In vivo effects of the association of the psychoactive phenotiazine thioridazine on antitumor activity and hind limb paralysis induced by the native polypeptide crotamine.

Crotamine is a cationic polypeptide composed by 42 amino acid residues with several pharmacological and biological properties, including the selective ability to enter and kill actively proliferating tumour cells, which led us to propose its use as a theranostic agent for cancer therapy. At the moment, the improvement of crotamine antitumoral efficacy by association with chemotherapeutic adjuvants is envisioned. In the present work, we evaluated the association of crotamine with the antitumoral adjuvant phenotiazine thioridazine (THD). In spite of the clear efficacy of these both compounds as anticancer agents in long-term in vivo treatment of animal model bearing implanted xenograph melanoma tumor, the expected mutual potentiation of the antitumor effects was not observed here.
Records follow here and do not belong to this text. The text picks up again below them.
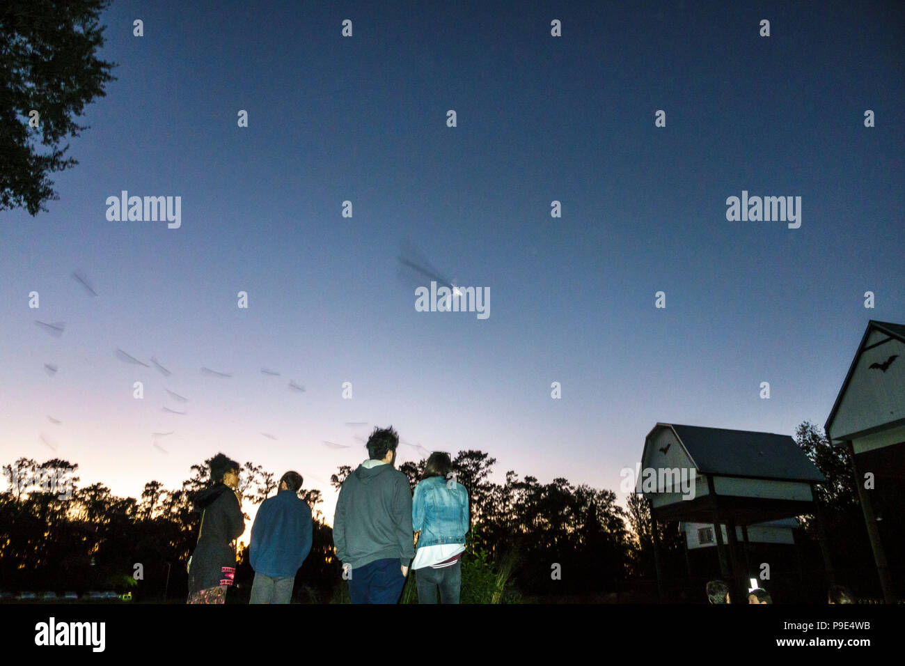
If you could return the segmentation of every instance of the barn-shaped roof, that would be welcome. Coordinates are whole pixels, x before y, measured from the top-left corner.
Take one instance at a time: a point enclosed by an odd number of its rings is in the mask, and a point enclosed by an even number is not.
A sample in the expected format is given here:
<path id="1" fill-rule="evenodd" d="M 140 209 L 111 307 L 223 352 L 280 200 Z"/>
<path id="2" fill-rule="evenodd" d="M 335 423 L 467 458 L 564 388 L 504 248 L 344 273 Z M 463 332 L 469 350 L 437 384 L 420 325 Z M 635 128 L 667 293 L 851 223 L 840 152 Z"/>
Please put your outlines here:
<path id="1" fill-rule="evenodd" d="M 679 424 L 672 426 L 701 474 L 821 483 L 824 475 L 788 435 Z"/>
<path id="2" fill-rule="evenodd" d="M 824 424 L 824 430 L 826 432 L 827 437 L 832 437 L 832 429 L 834 421 L 836 420 L 836 415 L 839 411 L 839 408 L 842 405 L 843 398 L 844 397 L 846 391 L 849 389 L 849 385 L 852 382 L 852 377 L 854 375 L 855 369 L 858 367 L 858 363 L 861 361 L 862 354 L 867 351 L 865 347 L 868 346 L 868 341 L 871 339 L 871 334 L 874 332 L 879 333 L 883 333 L 887 337 L 885 341 L 888 343 L 890 339 L 898 340 L 900 343 L 905 343 L 905 325 L 901 323 L 891 323 L 889 322 L 877 322 L 873 319 L 867 323 L 867 328 L 864 330 L 864 334 L 861 338 L 861 343 L 858 345 L 858 351 L 855 352 L 854 358 L 852 360 L 852 365 L 849 366 L 849 372 L 845 375 L 845 381 L 843 381 L 843 387 L 839 390 L 839 393 L 836 395 L 835 402 L 833 403 L 833 410 L 830 411 L 830 416 L 826 420 L 826 423 Z M 878 346 L 879 343 L 875 343 L 870 345 L 872 349 Z M 897 359 L 898 361 L 898 359 Z M 898 362 L 902 362 L 905 359 L 898 361 Z M 884 377 L 886 371 L 883 370 Z M 848 434 L 848 433 L 839 433 L 839 434 Z M 835 441 L 834 441 L 835 443 Z"/>

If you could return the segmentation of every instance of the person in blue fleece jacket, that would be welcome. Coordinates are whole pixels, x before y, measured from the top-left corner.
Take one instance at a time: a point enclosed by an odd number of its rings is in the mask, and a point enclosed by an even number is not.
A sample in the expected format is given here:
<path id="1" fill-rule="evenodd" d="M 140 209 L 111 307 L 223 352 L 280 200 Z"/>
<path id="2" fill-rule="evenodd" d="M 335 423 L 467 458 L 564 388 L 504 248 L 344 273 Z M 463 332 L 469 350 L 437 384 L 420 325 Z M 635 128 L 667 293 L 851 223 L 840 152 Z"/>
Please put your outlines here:
<path id="1" fill-rule="evenodd" d="M 298 472 L 286 472 L 276 496 L 262 502 L 254 516 L 250 603 L 289 603 L 292 598 L 295 574 L 311 550 L 311 508 L 298 495 L 302 481 Z"/>

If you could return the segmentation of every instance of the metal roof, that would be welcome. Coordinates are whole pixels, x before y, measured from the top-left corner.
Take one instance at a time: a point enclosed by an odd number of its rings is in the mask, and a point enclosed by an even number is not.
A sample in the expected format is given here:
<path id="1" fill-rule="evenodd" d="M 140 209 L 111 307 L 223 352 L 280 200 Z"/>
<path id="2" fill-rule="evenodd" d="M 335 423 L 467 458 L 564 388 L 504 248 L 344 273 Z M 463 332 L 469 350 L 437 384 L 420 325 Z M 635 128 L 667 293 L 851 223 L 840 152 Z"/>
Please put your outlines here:
<path id="1" fill-rule="evenodd" d="M 788 435 L 671 425 L 702 474 L 821 483 L 825 480 Z"/>
<path id="2" fill-rule="evenodd" d="M 858 344 L 858 351 L 854 354 L 854 358 L 852 359 L 852 365 L 849 366 L 849 372 L 845 375 L 845 379 L 843 381 L 843 388 L 839 390 L 839 393 L 836 395 L 836 400 L 833 403 L 833 409 L 830 410 L 830 415 L 826 419 L 826 422 L 824 424 L 824 431 L 826 433 L 826 437 L 830 439 L 830 444 L 833 442 L 833 434 L 830 432 L 830 428 L 833 426 L 833 421 L 836 418 L 836 411 L 839 410 L 839 405 L 843 401 L 843 396 L 845 394 L 845 391 L 848 389 L 849 381 L 852 380 L 852 375 L 854 373 L 855 366 L 858 365 L 858 359 L 861 358 L 861 352 L 864 349 L 864 344 L 867 343 L 867 339 L 871 336 L 871 331 L 877 329 L 886 333 L 890 337 L 896 338 L 905 343 L 905 325 L 900 323 L 891 323 L 890 322 L 877 322 L 873 319 L 868 321 L 867 328 L 864 329 L 864 334 L 861 338 L 861 343 Z"/>

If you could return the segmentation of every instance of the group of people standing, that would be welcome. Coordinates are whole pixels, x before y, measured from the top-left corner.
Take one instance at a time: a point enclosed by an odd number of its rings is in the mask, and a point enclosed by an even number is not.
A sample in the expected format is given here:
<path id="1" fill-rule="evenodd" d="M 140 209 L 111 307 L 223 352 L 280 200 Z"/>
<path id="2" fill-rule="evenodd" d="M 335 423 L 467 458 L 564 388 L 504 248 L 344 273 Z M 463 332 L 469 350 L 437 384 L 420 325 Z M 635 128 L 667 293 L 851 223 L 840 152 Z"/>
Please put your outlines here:
<path id="1" fill-rule="evenodd" d="M 367 460 L 339 489 L 333 545 L 353 603 L 395 603 L 409 569 L 419 603 L 458 603 L 461 557 L 469 530 L 468 492 L 447 453 L 427 459 L 414 493 L 395 469 L 399 436 L 375 428 Z M 234 540 L 245 529 L 239 463 L 224 454 L 210 462 L 212 485 L 195 498 L 198 543 L 188 565 L 188 603 L 223 603 L 235 578 Z M 311 549 L 311 509 L 298 497 L 303 479 L 286 472 L 252 526 L 252 603 L 289 603 L 295 575 Z"/>

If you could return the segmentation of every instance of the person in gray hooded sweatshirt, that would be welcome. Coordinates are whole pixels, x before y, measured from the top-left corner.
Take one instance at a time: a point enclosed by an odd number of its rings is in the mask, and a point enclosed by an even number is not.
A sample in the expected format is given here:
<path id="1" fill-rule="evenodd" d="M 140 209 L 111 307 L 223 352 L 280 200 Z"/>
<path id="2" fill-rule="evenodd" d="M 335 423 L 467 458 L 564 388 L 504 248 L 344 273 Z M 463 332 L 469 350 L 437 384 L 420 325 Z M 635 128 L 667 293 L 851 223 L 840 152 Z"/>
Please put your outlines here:
<path id="1" fill-rule="evenodd" d="M 375 428 L 368 459 L 339 488 L 333 545 L 353 603 L 395 603 L 414 556 L 412 487 L 394 468 L 399 435 Z"/>

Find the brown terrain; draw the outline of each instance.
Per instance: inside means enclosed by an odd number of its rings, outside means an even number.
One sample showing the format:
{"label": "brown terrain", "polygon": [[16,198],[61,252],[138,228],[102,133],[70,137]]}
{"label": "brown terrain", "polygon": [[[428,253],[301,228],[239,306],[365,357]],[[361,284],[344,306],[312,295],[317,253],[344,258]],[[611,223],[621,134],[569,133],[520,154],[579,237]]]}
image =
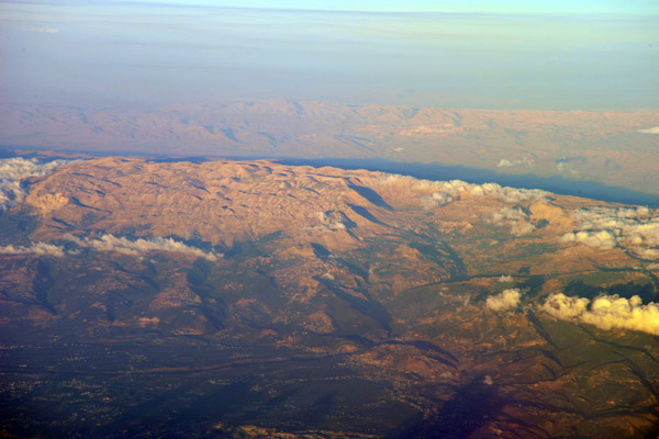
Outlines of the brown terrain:
{"label": "brown terrain", "polygon": [[[517,126],[361,111],[383,139]],[[525,142],[577,126],[535,117]],[[643,117],[580,135],[641,138]],[[659,432],[656,211],[267,160],[107,157],[23,187],[0,215],[2,437]]]}
{"label": "brown terrain", "polygon": [[148,111],[0,106],[0,145],[359,158],[596,181],[659,194],[659,113],[227,101]]}

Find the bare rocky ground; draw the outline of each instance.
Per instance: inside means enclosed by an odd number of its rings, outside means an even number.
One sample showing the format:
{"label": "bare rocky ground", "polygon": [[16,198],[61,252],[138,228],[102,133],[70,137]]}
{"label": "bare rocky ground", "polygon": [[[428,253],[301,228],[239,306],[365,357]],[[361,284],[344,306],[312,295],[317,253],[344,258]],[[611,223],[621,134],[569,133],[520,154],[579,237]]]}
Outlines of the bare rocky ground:
{"label": "bare rocky ground", "polygon": [[659,431],[656,211],[263,160],[22,184],[3,437]]}

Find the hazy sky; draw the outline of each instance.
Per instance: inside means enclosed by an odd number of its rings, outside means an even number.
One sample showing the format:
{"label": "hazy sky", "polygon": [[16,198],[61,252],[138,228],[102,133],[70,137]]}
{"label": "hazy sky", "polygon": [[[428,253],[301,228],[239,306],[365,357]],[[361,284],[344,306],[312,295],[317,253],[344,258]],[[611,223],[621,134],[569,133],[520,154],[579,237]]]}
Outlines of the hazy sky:
{"label": "hazy sky", "polygon": [[0,103],[658,109],[657,71],[656,0],[0,2]]}

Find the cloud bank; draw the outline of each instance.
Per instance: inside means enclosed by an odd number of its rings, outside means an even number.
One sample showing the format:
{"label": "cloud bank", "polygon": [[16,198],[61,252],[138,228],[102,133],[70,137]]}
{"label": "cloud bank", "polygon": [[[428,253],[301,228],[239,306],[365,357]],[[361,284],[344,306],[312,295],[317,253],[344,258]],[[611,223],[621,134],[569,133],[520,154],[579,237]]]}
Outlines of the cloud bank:
{"label": "cloud bank", "polygon": [[62,258],[65,254],[64,247],[48,243],[34,243],[27,247],[12,245],[0,247],[0,255],[40,255]]}
{"label": "cloud bank", "polygon": [[222,258],[221,254],[214,251],[203,251],[200,248],[188,246],[171,238],[135,239],[116,237],[113,235],[103,235],[100,238],[79,238],[74,235],[65,235],[65,240],[72,243],[76,248],[66,249],[63,246],[56,246],[48,243],[34,243],[31,246],[4,246],[0,247],[0,255],[40,255],[62,258],[64,256],[79,255],[80,249],[91,249],[96,251],[113,251],[122,255],[135,257],[145,256],[152,251],[166,251],[183,254],[196,258],[204,258],[216,261]]}
{"label": "cloud bank", "polygon": [[[590,304],[590,306],[589,306]],[[600,329],[630,329],[659,335],[659,304],[643,305],[639,296],[602,295],[592,301],[551,294],[540,309],[562,320],[582,322]]]}
{"label": "cloud bank", "polygon": [[27,192],[22,181],[29,177],[43,177],[75,160],[53,160],[40,164],[36,159],[13,157],[0,159],[0,211],[25,200]]}
{"label": "cloud bank", "polygon": [[474,184],[462,180],[420,180],[395,173],[377,179],[373,185],[401,184],[403,182],[409,183],[413,191],[432,192],[429,195],[421,198],[425,209],[434,209],[455,201],[478,196],[493,196],[505,203],[518,203],[526,200],[544,199],[549,194],[549,192],[539,189],[516,189],[496,183]]}
{"label": "cloud bank", "polygon": [[197,258],[205,258],[212,261],[222,257],[222,255],[215,254],[214,251],[206,252],[200,248],[190,247],[171,238],[157,237],[153,239],[138,238],[136,240],[130,240],[113,235],[103,235],[97,239],[78,238],[74,235],[65,235],[64,238],[75,243],[80,248],[90,248],[97,251],[114,251],[130,256],[142,256],[150,251],[167,251],[185,254]]}
{"label": "cloud bank", "polygon": [[501,293],[491,295],[485,301],[485,306],[492,311],[512,309],[520,305],[522,292],[518,289],[503,290]]}
{"label": "cloud bank", "polygon": [[563,243],[590,247],[621,247],[643,259],[659,259],[659,215],[640,207],[593,207],[572,214],[577,229],[563,235]]}

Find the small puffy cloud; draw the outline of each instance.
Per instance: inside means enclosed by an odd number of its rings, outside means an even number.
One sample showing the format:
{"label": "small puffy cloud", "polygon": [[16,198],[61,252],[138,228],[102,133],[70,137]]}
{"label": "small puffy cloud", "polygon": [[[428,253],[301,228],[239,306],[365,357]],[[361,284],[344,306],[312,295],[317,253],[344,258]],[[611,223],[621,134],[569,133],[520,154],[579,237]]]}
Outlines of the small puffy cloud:
{"label": "small puffy cloud", "polygon": [[501,293],[491,295],[485,301],[485,306],[492,311],[512,309],[520,305],[522,293],[518,289],[503,290]]}
{"label": "small puffy cloud", "polygon": [[29,177],[43,177],[71,160],[53,160],[41,164],[36,159],[13,157],[0,159],[0,211],[19,203],[27,195],[22,181]]}
{"label": "small puffy cloud", "polygon": [[659,126],[652,126],[651,128],[638,130],[639,133],[644,134],[659,134]]}
{"label": "small puffy cloud", "polygon": [[533,166],[535,165],[535,161],[532,158],[528,157],[524,157],[517,160],[507,160],[505,158],[502,158],[501,160],[499,160],[499,164],[496,165],[498,168],[511,168],[513,166],[524,166],[525,168],[533,168]]}
{"label": "small puffy cloud", "polygon": [[97,251],[115,251],[130,256],[142,256],[150,251],[167,251],[194,256],[197,258],[205,258],[209,260],[217,260],[222,255],[214,251],[203,251],[197,247],[190,247],[183,243],[171,238],[153,238],[153,239],[136,239],[130,240],[123,237],[113,235],[103,235],[98,239],[78,238],[72,235],[65,235],[65,239],[75,243],[81,248],[91,248]]}
{"label": "small puffy cloud", "polygon": [[562,243],[581,243],[610,250],[615,247],[615,236],[608,230],[576,232],[561,236]]}
{"label": "small puffy cloud", "polygon": [[602,295],[591,303],[585,297],[557,293],[550,295],[540,309],[556,318],[582,322],[604,330],[619,328],[659,335],[659,304],[644,305],[637,295],[632,299]]}
{"label": "small puffy cloud", "polygon": [[644,259],[659,259],[659,214],[645,206],[582,209],[572,214],[577,229],[563,243],[621,247]]}
{"label": "small puffy cloud", "polygon": [[44,34],[56,34],[59,32],[59,30],[55,29],[55,27],[27,27],[25,31],[40,32],[40,33],[44,33]]}
{"label": "small puffy cloud", "polygon": [[0,255],[38,255],[62,258],[65,255],[65,250],[60,246],[47,243],[34,243],[27,247],[12,245],[0,247]]}

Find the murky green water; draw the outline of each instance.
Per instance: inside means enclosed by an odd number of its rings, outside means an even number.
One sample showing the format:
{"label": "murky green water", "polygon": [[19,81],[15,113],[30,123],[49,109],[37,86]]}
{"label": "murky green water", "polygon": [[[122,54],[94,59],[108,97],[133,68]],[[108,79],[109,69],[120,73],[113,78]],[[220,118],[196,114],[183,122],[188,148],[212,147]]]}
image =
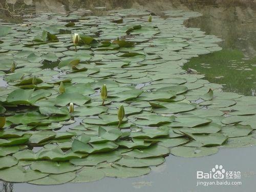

Moreover, this association revealed for the first time the influence of THD on crotamine ability to trigger the hind limb paralysis in mice, and this discovery may represent the first report suggesting the potential involvement of the CNS in the action of this snake polypeptide on the skeletal muscle paralysis, which was classically believed to be essentially limited to a direct action in peripheral tissues as the skeletal muscle. This is also supported by the observed ability of crotamine to potentiate the sedative effects of THD which action was consistently demonstrated to be based on its central action. The better characterization of crotamine properties in CNS may certainly bring important insights for the knowledge needed to pave the way toward the use of this molecule as a theranostic compound in human diseases as cancer.